Dne 12.3.2013 08:49, Peter Sylvester napsal(a):
On 03/11/2013 11:17 PM, kap...@mizera.cz wrote:
That is what we talk about here.
Try to check previous posts in this thread.
rfc 3126 tells
This document mandates the presence of this attribute as a signed CMS
attribute, and the sequence must not be empty. The certificate used
to verify the signature must be identified in the sequence, the
Signature Validation Policy may mandate other certificate references
to be present, that may include all the certificates up to the point
of trust. The encoding of the ESSCertID for this certificate must
include the issuerSerial field.
RFC 5035 says
If more than one certificate is present, subsequent certificates
limit the set of certificates that are used during validation.
Certificates can be either attribute certificates (limiting
authorizations) or public key certificates (limiting path
validation). The issuerSerial field (in the ESSCertIDv2
structure) SHOULD be present for these certificates, unless the
client who is validating the signature is expected to have easy
access to all the certificates required for validation. If only
the signing certificate is present in the sequence, there are no
restrictions on the set of certificates used in validating the
signature.
The time stamp does not include issuerSerial in the second esscertid.
It must not be there, if the attribute cert is available. If the TSQ is
with "-cert" => the TAC certificate is included in TSR. (I know - it is
not in our example which is "nocert").
There is no specification of any profile of time stamps that
indicates that a client MUST support attribute certs.
I do not think that the authors of 3161, 3126 has in mind any
support of attribute certs. I don't recall any profile requiring
this.
That is what about I "fight" with the Certification Authority.

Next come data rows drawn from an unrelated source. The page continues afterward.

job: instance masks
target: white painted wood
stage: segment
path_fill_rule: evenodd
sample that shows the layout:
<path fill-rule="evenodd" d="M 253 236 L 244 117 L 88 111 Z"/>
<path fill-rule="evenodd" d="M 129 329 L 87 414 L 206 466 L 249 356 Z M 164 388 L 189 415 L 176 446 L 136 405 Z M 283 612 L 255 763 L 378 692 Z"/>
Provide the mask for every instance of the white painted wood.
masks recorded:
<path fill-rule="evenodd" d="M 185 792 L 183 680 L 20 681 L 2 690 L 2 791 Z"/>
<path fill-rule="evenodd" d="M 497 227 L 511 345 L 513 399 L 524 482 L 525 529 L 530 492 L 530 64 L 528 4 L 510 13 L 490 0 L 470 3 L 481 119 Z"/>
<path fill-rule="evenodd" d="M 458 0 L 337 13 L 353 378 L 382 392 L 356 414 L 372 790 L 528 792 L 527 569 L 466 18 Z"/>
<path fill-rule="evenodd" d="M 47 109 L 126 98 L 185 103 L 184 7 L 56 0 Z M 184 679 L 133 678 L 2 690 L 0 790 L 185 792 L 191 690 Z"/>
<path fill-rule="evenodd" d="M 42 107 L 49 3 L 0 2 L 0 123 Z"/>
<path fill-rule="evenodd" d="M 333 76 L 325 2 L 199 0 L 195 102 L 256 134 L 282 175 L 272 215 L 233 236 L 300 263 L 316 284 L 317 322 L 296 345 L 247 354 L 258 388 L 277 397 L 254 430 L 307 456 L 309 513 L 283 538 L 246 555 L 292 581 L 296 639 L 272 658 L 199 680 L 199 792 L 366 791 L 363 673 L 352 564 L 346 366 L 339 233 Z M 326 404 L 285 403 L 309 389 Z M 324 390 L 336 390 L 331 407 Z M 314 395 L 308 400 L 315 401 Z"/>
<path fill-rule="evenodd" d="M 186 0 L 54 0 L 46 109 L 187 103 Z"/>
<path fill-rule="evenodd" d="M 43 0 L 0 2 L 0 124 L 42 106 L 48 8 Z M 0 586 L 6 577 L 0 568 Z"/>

I was (I am) afraid if their timestamps are rfc 3161 compliant or not.
They claim YES.
What do you thing ?
I'm not sure - on one side you are right: "authors of 3161, 3126 has in
mind any support of attribute certs"
but on the other side: rfc 3161 simply refers to RFC 2634 where are
attr. certs mentioned => they may (can) be there and should not preclude
verification process => the client MUST be able understand all what is
in tree with 3161 as root.
BTW: rfc 3126, 5035, ... are not referred by 3161 => in timestamps may
be used only and only what is in tree with 3161 as root.
=> rfc 3126, 5035 are not valid for timestamps.
if a timestamp ess would be ok with an attribute cert, what is
the client supposed to do? It can verify the signatures of
the attribute cert up to some trust anchor, but then?
what authorisation is supposed to be checked? that the
tsa is allowed to issue certs for a particular policy? (don't
yes, maybe).
if the TSKlient is able to do something non stadardized special
verification, use that one.
That is no solution - the Q is: are or are not these timestamps
compliant with RFC 3161.
If not, then they have no value.
Remark: discussed CA (TSA) is official, one of main CA in our country -
whole government things, law (electronic sigs, timestamps, ..), ...
depends on such institution. So it is very important Q.